Petit à petit et d'album en album, la marque Djakout s'impose. Gracia Delva rejoint Zenglen à Miami entraînant avec lui son inséparable ami Nickenson Prud'Homme. Ce dernier est remplacé par Edzer Charlemagne « Ti Pouche » et Auguste ''Pouchon'' Duverger devient le chanteur attitré. Le volume 3, titré « Septième ciel », connait un franc succès avec Najé pou soti, chanson inspirée par une déclaration je m’en foutiste du président René Préval. Mais c'est en 2001 avec l'album « La familia » (Nouvèl jenerasyon , le label du producteur Joubert Charles) que la famille Djakout affiche encore un nouveau visage et explose littéralement. Dès lors, tout le monde en parle.
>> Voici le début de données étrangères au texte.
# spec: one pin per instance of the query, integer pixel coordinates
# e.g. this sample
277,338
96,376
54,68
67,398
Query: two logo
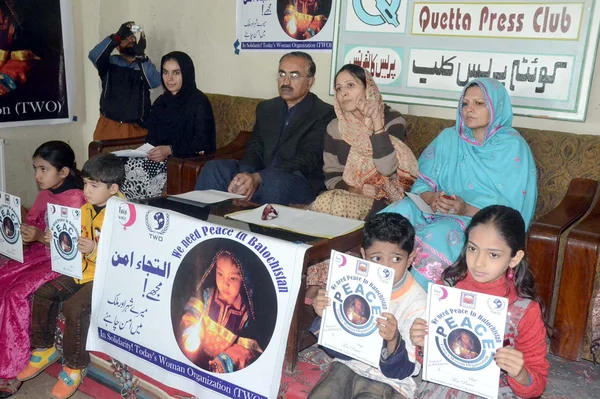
66,233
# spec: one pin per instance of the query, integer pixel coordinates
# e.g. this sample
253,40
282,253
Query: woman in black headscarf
181,124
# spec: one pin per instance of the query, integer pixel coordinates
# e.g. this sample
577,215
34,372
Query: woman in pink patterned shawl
59,183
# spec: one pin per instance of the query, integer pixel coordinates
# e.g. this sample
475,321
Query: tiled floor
40,387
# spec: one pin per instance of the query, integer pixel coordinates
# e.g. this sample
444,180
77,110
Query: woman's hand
418,331
354,190
431,198
321,302
31,234
369,190
47,237
512,361
160,153
370,110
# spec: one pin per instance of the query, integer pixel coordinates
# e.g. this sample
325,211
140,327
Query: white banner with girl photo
203,308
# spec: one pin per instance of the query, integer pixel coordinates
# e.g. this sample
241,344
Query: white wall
21,142
205,29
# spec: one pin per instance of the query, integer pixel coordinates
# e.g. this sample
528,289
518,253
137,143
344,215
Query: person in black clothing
283,162
126,82
181,124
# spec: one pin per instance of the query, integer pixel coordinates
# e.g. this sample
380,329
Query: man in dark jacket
126,82
283,162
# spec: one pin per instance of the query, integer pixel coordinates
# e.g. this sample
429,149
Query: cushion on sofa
232,115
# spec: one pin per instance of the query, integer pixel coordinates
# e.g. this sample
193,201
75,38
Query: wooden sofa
563,240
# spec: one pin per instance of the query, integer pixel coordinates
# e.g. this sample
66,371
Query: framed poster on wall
423,52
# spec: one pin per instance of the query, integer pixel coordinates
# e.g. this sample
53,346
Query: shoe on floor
39,361
68,382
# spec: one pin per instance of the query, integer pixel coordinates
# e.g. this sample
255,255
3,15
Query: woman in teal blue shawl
481,161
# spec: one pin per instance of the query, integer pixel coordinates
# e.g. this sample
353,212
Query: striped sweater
336,150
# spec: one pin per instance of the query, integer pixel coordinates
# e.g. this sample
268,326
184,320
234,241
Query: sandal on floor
68,382
39,361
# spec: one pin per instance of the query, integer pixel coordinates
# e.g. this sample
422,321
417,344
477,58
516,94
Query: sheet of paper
360,292
140,152
206,196
422,205
301,221
65,225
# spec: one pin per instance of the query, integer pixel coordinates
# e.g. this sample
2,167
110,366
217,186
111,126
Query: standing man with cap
126,82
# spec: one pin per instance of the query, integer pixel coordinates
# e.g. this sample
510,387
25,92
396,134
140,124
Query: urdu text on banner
286,25
37,70
202,308
423,52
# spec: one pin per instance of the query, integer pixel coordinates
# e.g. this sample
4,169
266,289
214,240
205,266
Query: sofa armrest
183,173
100,146
544,236
581,259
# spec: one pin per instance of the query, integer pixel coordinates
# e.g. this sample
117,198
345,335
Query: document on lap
140,152
301,221
205,197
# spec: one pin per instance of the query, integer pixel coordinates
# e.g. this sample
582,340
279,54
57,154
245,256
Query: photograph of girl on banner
220,329
303,19
32,61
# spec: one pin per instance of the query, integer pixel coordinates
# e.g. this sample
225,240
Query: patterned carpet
566,379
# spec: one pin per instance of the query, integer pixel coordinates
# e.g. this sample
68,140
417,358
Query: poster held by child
64,229
466,330
360,292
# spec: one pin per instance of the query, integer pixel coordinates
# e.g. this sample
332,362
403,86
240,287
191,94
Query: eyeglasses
292,75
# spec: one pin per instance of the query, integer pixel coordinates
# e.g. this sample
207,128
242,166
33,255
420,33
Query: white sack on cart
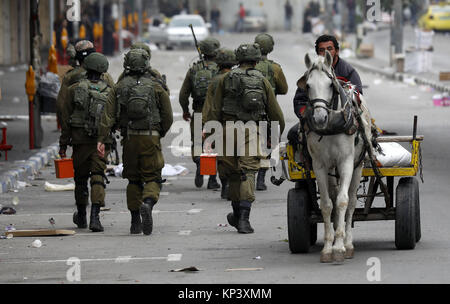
394,155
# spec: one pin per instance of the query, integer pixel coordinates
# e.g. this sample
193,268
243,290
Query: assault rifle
197,47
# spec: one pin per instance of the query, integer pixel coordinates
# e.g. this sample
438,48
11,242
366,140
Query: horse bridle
337,91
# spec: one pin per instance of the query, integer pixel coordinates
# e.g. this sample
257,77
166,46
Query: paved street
190,224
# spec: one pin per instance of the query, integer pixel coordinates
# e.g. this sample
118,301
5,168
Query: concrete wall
273,8
14,32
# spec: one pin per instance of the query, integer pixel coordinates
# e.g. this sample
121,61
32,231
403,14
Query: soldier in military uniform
155,74
243,95
226,60
77,54
80,117
196,85
141,109
273,72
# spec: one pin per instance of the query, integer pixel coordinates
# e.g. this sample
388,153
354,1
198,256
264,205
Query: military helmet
83,49
266,43
248,52
96,62
226,57
142,46
209,46
71,52
137,60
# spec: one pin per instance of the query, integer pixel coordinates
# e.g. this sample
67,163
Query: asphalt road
190,228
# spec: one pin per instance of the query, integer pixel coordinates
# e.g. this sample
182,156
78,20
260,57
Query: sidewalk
22,162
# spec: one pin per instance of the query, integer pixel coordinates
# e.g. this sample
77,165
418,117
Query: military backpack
245,95
89,102
266,68
201,78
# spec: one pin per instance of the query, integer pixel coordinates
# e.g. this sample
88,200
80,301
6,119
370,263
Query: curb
400,76
28,168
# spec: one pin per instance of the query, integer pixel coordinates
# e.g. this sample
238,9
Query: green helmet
226,57
96,62
248,52
209,46
266,43
137,60
142,46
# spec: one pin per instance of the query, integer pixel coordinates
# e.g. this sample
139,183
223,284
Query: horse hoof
326,258
349,253
338,256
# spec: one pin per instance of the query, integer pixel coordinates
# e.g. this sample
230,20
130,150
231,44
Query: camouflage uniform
142,152
240,170
273,72
209,49
87,163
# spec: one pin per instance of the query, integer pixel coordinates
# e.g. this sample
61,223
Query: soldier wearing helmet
242,95
77,53
141,109
226,60
195,85
80,118
273,72
153,73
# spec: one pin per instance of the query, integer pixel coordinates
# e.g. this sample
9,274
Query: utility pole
120,26
398,27
138,3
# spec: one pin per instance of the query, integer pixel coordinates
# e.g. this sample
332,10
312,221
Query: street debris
8,211
55,188
40,232
170,170
36,244
244,269
188,269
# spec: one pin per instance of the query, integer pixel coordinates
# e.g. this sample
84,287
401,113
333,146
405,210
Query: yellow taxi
436,17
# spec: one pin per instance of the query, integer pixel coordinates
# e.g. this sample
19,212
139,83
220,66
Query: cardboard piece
41,232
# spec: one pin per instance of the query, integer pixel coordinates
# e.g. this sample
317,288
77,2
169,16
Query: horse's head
320,87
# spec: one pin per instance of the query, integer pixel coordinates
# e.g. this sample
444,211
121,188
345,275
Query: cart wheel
417,201
405,213
299,221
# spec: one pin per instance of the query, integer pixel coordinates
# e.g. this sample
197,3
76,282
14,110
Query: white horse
336,160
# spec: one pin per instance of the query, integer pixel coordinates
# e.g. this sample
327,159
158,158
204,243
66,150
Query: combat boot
233,217
260,182
95,225
244,220
212,182
79,217
224,192
136,223
198,176
146,214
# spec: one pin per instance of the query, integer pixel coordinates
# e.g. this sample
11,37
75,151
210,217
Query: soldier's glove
187,116
62,151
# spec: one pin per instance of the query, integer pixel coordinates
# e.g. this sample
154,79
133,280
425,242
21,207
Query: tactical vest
245,95
137,104
266,68
89,103
201,78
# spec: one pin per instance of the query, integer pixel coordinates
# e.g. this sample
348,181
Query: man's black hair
326,38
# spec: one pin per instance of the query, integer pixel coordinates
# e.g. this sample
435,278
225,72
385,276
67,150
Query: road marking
193,211
174,257
184,232
108,213
120,259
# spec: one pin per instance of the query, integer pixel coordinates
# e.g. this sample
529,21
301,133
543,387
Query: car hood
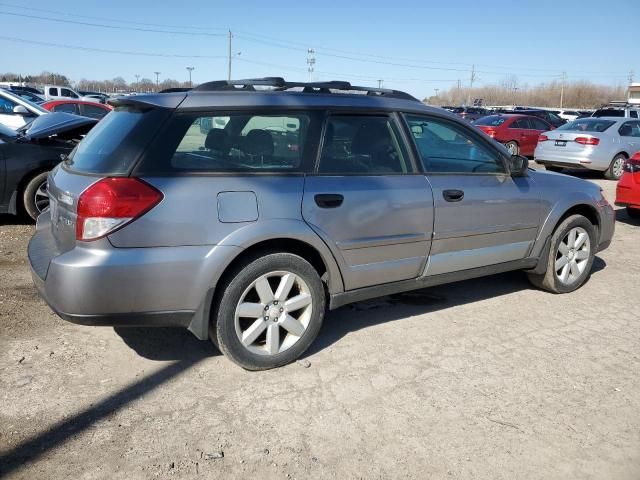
55,123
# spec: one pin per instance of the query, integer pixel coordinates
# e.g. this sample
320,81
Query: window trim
414,167
475,135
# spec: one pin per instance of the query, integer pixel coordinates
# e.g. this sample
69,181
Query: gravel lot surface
484,379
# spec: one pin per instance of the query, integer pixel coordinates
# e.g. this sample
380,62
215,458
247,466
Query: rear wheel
513,147
616,169
270,311
571,255
35,197
633,212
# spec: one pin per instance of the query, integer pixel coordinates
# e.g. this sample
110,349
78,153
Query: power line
203,31
104,50
113,20
113,27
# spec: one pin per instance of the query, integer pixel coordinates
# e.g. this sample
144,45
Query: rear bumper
628,191
588,159
162,286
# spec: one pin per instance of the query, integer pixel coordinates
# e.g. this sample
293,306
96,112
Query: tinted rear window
490,121
114,144
587,125
609,112
240,142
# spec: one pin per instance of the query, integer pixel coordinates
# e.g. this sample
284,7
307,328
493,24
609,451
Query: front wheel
270,311
35,197
616,169
571,254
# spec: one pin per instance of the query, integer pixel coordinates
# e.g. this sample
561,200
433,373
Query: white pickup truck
54,92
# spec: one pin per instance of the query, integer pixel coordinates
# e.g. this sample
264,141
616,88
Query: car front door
483,216
630,136
367,201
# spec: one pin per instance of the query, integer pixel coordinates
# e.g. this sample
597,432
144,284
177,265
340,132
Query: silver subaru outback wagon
243,210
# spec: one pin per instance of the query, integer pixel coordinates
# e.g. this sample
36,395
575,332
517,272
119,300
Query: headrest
258,142
218,140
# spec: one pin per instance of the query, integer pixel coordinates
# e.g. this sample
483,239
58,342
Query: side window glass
364,145
66,107
449,148
6,106
93,112
242,142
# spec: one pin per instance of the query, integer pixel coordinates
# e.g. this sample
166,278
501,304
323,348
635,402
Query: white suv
16,111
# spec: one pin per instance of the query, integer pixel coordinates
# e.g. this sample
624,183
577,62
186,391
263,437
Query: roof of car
242,93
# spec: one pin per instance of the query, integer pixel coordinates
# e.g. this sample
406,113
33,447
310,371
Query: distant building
634,93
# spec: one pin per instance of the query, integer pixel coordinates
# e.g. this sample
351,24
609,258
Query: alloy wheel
273,313
572,256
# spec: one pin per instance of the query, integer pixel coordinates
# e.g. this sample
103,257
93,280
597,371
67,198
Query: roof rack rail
279,84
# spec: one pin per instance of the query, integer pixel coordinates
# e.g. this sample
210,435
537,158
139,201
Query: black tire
513,147
614,172
223,325
33,207
633,212
549,280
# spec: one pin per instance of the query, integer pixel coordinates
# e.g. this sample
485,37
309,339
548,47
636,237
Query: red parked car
519,133
78,107
628,191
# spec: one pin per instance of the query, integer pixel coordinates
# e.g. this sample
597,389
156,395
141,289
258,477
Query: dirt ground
484,379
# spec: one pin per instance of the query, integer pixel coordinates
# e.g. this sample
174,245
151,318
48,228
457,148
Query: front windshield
490,121
34,106
587,125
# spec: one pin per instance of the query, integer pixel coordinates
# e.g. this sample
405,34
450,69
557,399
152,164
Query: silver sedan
602,144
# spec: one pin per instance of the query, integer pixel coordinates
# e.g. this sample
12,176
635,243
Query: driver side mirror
518,166
20,110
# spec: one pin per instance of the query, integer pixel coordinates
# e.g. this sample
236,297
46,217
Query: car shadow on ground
165,343
8,219
623,217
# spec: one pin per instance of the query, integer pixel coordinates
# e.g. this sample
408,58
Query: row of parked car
602,141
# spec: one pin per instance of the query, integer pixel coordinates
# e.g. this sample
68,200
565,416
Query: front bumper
124,286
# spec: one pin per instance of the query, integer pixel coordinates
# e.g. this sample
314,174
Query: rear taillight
633,164
587,140
111,203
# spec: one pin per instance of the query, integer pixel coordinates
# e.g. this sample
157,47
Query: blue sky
416,46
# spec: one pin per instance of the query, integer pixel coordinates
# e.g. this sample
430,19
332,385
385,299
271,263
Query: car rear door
483,216
368,203
630,136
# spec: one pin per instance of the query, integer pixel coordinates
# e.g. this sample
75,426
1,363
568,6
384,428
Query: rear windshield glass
587,125
609,112
115,143
490,121
232,142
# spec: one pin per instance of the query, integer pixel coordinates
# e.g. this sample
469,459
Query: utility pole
311,61
190,69
229,66
471,80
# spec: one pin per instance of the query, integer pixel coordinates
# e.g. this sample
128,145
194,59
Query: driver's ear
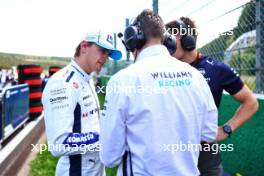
84,44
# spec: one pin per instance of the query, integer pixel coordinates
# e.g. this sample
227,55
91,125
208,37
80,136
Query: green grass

Les tubes se succèdent. C'est l'euphorie. Au point où personne ne s’étonne le jour où le groupe ajoute comme suffixe à son nom la mention Number One qu’il estime due à son rang.

Certainement influencé par le groupe Phantoms de New York, ce Djakout devenu incontournable, surclasse un à un les pseudos adversaires avec lesquels il partage les salles de bals et les podiums des grands festivals comme Kreyòl-la, D-Zine, T-Vice, Zin, Zenglen, Nu-Look et Disip. Il sait le secret pour garder les danseurs collés longtemps dans la pénombre comme il peut faire monter la température et faire exploser son public au paroxysme de l’excitation sur le morceau suivant.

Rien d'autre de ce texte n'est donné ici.